U.S. job openings rose unexpectedly in November, showing companies are still looking for workers despite an overall slowing job market.
Job openings rose to 8.1 million in November from 7.8 million in October, the Labor Department said on Tuesday. While that was down from 8.9 million a year ago and a peak of 12.2 million in March 2022 as the economy was recovering rapidly from COVID-19 restrictions, they were still above pre-pandemic levels.
Economists had previously expected job openings to decline slightly in November.
Layoffs rose slightly in November, and the number of workers quitting their jobs declined, suggesting that Americans are less confident about finding better jobs elsewhere.
The U.S. job market has cooled from a very active hiring period in 2021-2023. Employers added an average of 180,000 jobs per month in 2024 through November, not bad but down from 251,000 in 2023, 377,000 in 2022, and a record 604,000 in 2021.
When the Labor Department releases hiring data for December on Friday, it is expected to show that companies, government agencies, and nonprofits added nearly 157,000 jobs last month and the unemployment rate remained low at 4.2%.
Data throughout the fall has been erratic: In October, hurricanes and a strike at Boeing limited job growth to just 36,000. In November, after the strike ended, payrolls rebounded, adding 227,000.

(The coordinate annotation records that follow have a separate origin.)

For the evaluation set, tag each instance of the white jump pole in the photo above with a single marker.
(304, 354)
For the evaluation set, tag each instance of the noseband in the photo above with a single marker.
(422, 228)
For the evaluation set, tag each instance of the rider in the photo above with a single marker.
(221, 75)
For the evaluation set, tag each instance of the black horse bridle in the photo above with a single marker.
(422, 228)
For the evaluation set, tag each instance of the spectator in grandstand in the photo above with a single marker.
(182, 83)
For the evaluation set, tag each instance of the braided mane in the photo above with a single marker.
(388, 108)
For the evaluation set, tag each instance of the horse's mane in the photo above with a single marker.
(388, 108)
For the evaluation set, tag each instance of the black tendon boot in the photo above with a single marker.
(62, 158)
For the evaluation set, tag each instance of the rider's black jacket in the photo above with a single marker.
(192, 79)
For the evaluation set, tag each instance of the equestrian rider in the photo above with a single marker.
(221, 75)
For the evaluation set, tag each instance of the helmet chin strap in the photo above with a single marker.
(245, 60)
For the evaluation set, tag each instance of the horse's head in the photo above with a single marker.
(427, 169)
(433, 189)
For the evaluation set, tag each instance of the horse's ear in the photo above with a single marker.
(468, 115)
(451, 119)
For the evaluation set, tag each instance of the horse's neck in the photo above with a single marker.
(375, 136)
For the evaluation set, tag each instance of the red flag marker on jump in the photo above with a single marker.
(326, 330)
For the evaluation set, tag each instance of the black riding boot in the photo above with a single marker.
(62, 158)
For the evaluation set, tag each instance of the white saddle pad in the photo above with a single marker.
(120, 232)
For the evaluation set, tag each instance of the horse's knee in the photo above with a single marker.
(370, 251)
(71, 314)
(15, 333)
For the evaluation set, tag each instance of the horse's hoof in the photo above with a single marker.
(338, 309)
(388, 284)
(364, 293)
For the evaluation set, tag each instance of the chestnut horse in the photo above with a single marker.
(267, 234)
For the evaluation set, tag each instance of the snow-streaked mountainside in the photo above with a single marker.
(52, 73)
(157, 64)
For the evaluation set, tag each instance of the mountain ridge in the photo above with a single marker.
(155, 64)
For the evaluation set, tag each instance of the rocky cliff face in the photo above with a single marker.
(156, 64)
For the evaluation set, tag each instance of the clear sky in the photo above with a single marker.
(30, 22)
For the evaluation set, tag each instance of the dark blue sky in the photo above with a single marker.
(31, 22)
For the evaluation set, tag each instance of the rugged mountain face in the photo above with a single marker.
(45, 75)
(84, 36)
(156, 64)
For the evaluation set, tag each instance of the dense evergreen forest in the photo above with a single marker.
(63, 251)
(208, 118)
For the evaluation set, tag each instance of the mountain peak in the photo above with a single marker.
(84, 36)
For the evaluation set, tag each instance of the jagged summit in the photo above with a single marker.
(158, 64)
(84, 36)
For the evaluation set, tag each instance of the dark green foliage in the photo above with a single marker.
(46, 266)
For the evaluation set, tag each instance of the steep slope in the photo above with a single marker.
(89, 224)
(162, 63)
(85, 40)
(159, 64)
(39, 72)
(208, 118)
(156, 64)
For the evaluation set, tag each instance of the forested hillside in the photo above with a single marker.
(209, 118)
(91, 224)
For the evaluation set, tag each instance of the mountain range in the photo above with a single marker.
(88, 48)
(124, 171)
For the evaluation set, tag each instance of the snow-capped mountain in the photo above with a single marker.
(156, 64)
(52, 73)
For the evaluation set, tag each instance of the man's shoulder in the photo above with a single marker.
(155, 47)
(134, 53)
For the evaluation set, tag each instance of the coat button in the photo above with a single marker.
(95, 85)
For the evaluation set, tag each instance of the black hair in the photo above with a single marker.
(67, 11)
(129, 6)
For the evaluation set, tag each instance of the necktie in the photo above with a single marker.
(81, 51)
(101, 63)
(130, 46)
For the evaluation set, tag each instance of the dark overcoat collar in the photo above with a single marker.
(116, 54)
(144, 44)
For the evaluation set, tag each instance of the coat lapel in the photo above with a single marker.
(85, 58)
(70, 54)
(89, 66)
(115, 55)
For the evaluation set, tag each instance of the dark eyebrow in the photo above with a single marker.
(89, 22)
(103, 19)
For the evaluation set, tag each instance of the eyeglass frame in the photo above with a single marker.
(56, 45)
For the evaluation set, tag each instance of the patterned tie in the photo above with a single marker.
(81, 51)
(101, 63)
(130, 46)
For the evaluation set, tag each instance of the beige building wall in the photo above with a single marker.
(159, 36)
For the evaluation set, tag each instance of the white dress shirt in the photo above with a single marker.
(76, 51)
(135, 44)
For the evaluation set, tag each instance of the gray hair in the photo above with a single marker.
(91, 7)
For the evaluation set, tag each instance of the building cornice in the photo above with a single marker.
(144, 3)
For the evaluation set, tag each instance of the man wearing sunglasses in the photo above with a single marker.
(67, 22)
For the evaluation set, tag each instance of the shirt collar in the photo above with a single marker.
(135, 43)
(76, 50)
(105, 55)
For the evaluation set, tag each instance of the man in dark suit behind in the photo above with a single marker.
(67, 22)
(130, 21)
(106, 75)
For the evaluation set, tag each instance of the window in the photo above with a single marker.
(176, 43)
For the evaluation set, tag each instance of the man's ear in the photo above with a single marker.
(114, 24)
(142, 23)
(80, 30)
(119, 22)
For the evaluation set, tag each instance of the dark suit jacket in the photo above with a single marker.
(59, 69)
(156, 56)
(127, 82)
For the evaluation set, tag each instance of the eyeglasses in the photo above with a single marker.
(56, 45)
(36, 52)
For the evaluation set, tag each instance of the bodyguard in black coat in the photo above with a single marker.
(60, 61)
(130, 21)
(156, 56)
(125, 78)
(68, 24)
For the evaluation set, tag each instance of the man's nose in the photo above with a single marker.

The Federal Reserve (Fed) closely monitors the labor market for clues about where inflation is headed. Rapid hiring can push up wages and prices. On the other hand, a weak job market may suggest the economy needs a boost from lower interest rates.
In response to inflation hitting a four-decade high two and a half years ago, the Fed raised its benchmark interest rate 11 times in 2022 and 2023. Inflation has managed to fall from 9.1% in mid-2022 to 2.7% in November, allowing the Fed to start cutting rates. However, inflation progress has stalled in recent months, and year-over-year consumer price inflation remains above the Fed’s 2% target.
At its December meeting, the Fed cut its benchmark interest rate for the third time in 2024. However, central bank policymakers signaled that they may be more cautious about future rate cuts: Markets expect only two cuts in 2025, compared to the four forecast in September.